Tractor engine rebuild questions

JohnV2000

Member
Hello,

I made a thread a couple days ago and got great responses, so I figured I come here to ask another question.

I’ve been reading and studying a lot about engines. I watched several YouTube videos on rebuilding engines and I’m pretty confident I can rebuild an old engine, such as a Ford 8N.

My question is, what if the engine is completely stuck, as in, I cannot turn it over by hand? In that case, if I complete disassembly the engine, will I be able to fix it, even if it means replacing more parts like new pistons? I think as long as the engine turns over, however, I should be able to get it running, maybe just with some new gaskets and a thorough cleaning.

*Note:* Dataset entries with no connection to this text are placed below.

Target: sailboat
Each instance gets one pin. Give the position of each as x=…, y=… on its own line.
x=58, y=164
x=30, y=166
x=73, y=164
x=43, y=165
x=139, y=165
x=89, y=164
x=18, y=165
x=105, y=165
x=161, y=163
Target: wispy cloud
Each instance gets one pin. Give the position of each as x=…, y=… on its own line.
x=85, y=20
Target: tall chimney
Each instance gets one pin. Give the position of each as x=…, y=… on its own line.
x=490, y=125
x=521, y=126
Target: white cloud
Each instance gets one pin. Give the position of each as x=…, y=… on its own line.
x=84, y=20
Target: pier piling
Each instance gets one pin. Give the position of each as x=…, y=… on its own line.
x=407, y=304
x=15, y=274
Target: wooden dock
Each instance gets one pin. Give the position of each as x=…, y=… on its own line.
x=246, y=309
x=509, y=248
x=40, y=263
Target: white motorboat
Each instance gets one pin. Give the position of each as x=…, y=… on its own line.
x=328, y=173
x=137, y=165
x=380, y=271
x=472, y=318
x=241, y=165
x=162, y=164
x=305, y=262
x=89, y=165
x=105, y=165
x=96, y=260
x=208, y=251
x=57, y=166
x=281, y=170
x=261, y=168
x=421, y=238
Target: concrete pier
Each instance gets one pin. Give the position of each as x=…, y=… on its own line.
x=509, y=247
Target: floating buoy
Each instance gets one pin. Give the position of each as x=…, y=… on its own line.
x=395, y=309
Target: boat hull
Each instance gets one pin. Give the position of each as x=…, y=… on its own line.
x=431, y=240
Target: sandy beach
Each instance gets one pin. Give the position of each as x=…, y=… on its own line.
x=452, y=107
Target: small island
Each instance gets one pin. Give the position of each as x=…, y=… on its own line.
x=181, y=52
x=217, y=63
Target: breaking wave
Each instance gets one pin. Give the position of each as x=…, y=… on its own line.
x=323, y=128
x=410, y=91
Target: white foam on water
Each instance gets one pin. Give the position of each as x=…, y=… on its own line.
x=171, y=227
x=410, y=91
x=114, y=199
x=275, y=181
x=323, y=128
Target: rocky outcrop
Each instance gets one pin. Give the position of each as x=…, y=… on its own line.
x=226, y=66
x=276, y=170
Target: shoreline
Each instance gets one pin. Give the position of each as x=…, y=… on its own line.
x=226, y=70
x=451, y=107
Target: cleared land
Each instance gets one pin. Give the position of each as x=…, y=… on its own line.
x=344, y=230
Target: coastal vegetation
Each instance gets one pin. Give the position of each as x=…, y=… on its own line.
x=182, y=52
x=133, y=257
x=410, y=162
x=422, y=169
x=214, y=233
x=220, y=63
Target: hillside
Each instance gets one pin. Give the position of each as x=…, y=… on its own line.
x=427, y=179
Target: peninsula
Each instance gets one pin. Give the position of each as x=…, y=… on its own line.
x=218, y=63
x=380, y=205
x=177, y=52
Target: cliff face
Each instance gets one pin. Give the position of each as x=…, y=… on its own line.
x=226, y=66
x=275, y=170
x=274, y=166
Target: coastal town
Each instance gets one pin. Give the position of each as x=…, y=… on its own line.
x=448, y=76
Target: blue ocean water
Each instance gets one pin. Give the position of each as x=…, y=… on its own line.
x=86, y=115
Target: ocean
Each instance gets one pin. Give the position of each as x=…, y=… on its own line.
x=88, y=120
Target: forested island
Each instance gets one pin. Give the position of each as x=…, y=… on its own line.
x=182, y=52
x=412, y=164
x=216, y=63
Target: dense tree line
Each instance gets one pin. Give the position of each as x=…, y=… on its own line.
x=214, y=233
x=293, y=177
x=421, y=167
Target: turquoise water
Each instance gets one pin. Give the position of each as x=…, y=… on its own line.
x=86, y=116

Right now I’m in the learning phase of tractors, and since I’m 18 years old, I have a lot to learn. I’m trying to soak up as much knowledge as possible.

Thanks,

John
 
Just b/c it is stuck does not necessarily mean it needs all new internals. My WC had been stuck for 15yrs before I tore it apart and rebuilt it. New rings, gaskets and some shims
out of the bearings and she runs good enough for me to putter around a few hours each year. Must have done ok since it is a hand start and starts easy (when it has enough gas in
the tank...).

If I was going to used it every day for active farming, I would probably have spent more on new bearings, turning the crank, etc.
 
There are varying degrees of being stuck. You don't really know until you get inside. You want to take out the spark plugs and pour some lubricant/penetrant into the cylinders and let it set for a while - sometimes even several weeks. Some will loosen up after soaking for a while. Some will run fine after loosening up with minimal work. Some never will loosen up. I have an old pickup with a flathead V8 that I hoped would loosen up. After soaking for six months I ended up having to drive one of the pistons out with a hammer and it resisted the whole way. I had to machine the block and put in two sleeves to fix that. Then all new pistons, new valves, new camshaft, turn the crank, replace a couple rods - you get the idea. It cost about $2500 to totally rebuild that motor. But listening to it run now gives me a lot of pleasure. For me it is hobby money. You are in a different position so you should proceed with caution. It is a lot of fun but it can get expensive. ADB
 
P.S. I don't want to discourage you from doing it. To me there is little that is more satisfying that bringing an old machine back to life. I love it. I just want you to have your eyes open. ADB
 
Getting into an engine that you have no history on is always an unfolding mystery.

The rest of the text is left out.